Objective: In this study, we evaluated the effectiveness of several curcumin analogs on four MM
cell lines (SK-MEL-28, MeWo, A-375, and CHL-1) and explored their underlying mechanisms of
Methods: Cell viability was measured by a Tetrazolium-based MTS assay. Cell apoptosis, reactive
oxygen species (ROS), and cell cycle were assayed by flow cytometry. Protein levels were assayed
by western blotting.
Results: MM cells are quite resistant to the conventional chemotherapeutics cisplatin and dacarbazine,
and the targeted therapy drug vemurafinib.
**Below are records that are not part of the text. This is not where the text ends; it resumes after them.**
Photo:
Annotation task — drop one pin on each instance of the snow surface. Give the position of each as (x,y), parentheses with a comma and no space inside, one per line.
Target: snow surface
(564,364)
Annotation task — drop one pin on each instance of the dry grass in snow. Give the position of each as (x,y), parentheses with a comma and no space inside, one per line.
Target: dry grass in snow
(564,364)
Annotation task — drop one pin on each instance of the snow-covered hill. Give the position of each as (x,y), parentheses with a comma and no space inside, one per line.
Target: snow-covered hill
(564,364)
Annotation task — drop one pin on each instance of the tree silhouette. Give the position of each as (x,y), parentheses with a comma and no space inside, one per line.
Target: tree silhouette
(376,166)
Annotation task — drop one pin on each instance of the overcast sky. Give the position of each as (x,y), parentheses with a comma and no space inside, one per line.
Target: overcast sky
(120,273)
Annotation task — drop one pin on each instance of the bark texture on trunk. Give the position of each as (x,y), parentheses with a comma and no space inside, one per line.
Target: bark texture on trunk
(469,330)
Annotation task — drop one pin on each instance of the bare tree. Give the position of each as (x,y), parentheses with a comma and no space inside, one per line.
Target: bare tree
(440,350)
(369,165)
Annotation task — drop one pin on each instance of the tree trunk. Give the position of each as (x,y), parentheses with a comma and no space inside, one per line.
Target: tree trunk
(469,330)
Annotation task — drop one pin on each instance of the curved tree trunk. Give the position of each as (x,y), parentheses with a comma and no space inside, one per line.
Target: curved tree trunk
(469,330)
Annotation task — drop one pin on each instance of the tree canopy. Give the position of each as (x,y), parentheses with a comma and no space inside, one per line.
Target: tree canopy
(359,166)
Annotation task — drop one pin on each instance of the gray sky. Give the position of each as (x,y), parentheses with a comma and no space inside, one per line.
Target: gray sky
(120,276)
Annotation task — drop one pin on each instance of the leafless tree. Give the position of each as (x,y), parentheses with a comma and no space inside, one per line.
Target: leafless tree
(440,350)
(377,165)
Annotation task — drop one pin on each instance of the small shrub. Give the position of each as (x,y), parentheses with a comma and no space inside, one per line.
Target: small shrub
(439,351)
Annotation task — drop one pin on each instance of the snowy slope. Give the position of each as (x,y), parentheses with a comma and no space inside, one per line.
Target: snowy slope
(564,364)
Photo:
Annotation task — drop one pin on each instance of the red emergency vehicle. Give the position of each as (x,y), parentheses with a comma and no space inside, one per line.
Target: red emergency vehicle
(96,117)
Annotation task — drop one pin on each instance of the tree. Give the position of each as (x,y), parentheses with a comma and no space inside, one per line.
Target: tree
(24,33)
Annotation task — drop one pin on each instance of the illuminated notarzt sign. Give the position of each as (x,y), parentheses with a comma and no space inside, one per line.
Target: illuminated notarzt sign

Among the curcumin analogs, EF24 is the most
potent compound against the resistant MM cells. EF24 dose and time-dependently reduced the viability
of MM cells by inducing apoptosis. Although EF24 did not increase the production of reactive
oxygen species (ROS), it upregulated the endoplasmic reticulum (ER) stress marker BiP, but
downregulated the unfolded protein response (UPR) signaling. Moreover, treatment of MM cells
with EF24 downregulated the expression of the anti-apoptotic protein Bcl-2, as well as the inhibitor
of apoptosis proteins (IAPs) XIAP, cIAP1, and Birc7, which are known to protect MM cells
from apoptosis. The downregulation of Bcl-2 and IAP expression by EF24 was associated with the
inhibition of the NF-κB pathway.
Conclusion: These findings demonstrate that EF24 is a potent anti-MM agent. The anti-MM effect
is likely mediated by the suppression of UPR and the NF-κB pathway.